Professor Susan H. Williams said there were several issues violating the rights of the women in countries around the world including Liberia; as such, any decision regarding constitution review must involve the inputs of women.
Professor Williams said given the fact where women constitute 50 percent of the country's population, any constitution that does not include women's perspectives and their concerns cannot be called democratic constitution.
She observed that in many countries including Liberia, women have not been included in the process of writing or revising constitutions, adding that it is now time for women to be actively involved in reviewing the constitution that reflects their needs and hopes for an improved democratic society.

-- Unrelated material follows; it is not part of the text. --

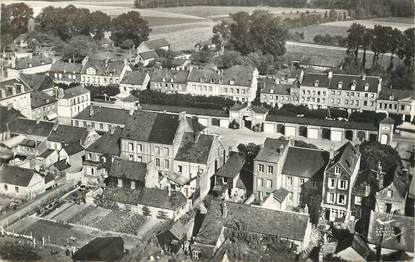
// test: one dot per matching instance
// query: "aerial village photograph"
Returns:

Professor Williams made the assertion Wednesday in Monrovia at the start of a forum on women's rights and gender equality, implications for the review of the 1986 Liberian Constitution.
The Indiana University Law Professor told the forum that the right to resources and opportunities, clean environment and social security, protection from violence and abuse by other people as well as freedom from discrimination were some critical rights that need to be taken into serious consideration during the country's constitution review process.
Professor Williams is of the hope that these rights would be considered by the constitution review committee to provide a 'people centered' democratic nation.
Also speaking, the Co-chairperson of the Law Reform Commission, Cllr. Deweh Gray said the forum is a collaborative effort of the Law Reform Commission, the Constitution Review Committee and the Governance Commission in providing women the opportunities to have their inputs in major decision-making process of the country.
Cllr. Deweh said the forum intends to enlighten the minds of various rights groups on issues of gender in the constitution to prepare them advocate for the rights of women.
"This process is aimed at getting the people voices as to what they need and what they believed should be placed in whatever review process that is going to be taken by the Constitution Review Committee," Cllr. Gray noted.
She said information gathered from the forum would be forwarded to the Constitution Review Committee for action.